In some embodiments, each processor node 111 shares all address space within dynamic random access memory layer 2 in order to achieve high-speed communication of data and strong correlation of data between the processor nodes. I.e. all processor nodes 111 have access to all addresses within the dynamic random access memory layer 2.
In some embodiments, in the CPPA of the present invention, a high-efficiency NoC (network on chip) may be integrated to optimize the transfer of data between the processor node and the DRAM, supporting high-bandwidth, low-latency communications. The NoC adopts a dynamic routing algorithm to intelligently adjust the data flow direction according to the network condition and the task priority, so that the data processing parallelism is improved. The NoC architecture adopts a multi-dimensional ring or two-dimensional grid topology, so that data can be transmitted in multiple directions, and transmission bottlenecks are reduced. The dynamic routing algorithm is based on a distributed self-adaptive mechanism, collects network traffic information and task priority indexes, and dynamically plans an optimal path for data transmission by combining a first-in first-out (FIFO) queue with a priority queue management strategy. In addition, the flow control mechanism embedded in the NoC can prevent data packet collision and congestion, and further improves the fluency and efficiency of data transmission.

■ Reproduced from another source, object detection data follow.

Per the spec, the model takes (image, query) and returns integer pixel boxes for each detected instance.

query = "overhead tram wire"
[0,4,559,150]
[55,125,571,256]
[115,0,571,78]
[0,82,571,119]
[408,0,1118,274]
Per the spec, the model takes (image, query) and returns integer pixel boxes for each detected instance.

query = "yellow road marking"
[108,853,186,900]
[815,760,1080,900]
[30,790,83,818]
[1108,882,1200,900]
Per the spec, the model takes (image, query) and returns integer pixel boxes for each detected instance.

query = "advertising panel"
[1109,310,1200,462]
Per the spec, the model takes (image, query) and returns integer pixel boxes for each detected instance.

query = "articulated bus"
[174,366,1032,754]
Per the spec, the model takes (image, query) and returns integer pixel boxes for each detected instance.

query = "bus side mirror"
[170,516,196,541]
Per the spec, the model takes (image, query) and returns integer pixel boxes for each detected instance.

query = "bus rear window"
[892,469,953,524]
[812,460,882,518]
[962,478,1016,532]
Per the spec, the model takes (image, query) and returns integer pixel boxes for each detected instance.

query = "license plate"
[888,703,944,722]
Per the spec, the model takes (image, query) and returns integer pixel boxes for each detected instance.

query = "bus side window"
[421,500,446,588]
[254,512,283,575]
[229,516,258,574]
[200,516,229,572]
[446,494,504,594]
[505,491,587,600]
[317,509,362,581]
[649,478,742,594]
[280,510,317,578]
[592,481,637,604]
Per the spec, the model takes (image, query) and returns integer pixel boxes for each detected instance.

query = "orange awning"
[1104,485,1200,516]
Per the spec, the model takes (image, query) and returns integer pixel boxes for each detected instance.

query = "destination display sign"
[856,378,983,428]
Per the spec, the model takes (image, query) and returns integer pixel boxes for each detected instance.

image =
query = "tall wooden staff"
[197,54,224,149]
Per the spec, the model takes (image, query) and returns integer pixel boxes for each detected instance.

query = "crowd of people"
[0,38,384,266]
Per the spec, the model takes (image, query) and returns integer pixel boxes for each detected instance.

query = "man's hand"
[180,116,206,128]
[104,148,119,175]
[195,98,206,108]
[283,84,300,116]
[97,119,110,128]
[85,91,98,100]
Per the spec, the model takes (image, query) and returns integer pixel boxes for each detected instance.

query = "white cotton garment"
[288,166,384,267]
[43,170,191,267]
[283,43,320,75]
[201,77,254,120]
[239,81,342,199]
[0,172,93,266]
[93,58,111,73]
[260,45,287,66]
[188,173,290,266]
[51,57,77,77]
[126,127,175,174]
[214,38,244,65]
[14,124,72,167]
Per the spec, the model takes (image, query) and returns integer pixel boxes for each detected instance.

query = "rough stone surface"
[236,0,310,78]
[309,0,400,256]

In some embodiments, in the CPPA of the present invention, the microarchitecture of processor nodes may be fine-grained using a Hardware Description Language (HDL) level, such as instruction sets, cache sizes, and interconnect topologies.
The present invention has been described in detail with reference to the embodiments of the drawings, and those skilled in the art can make various modifications to the invention based on the above description. Accordingly, certain details of the embodiments are not to be interpreted as limiting the invention, which is defined by the appended claims.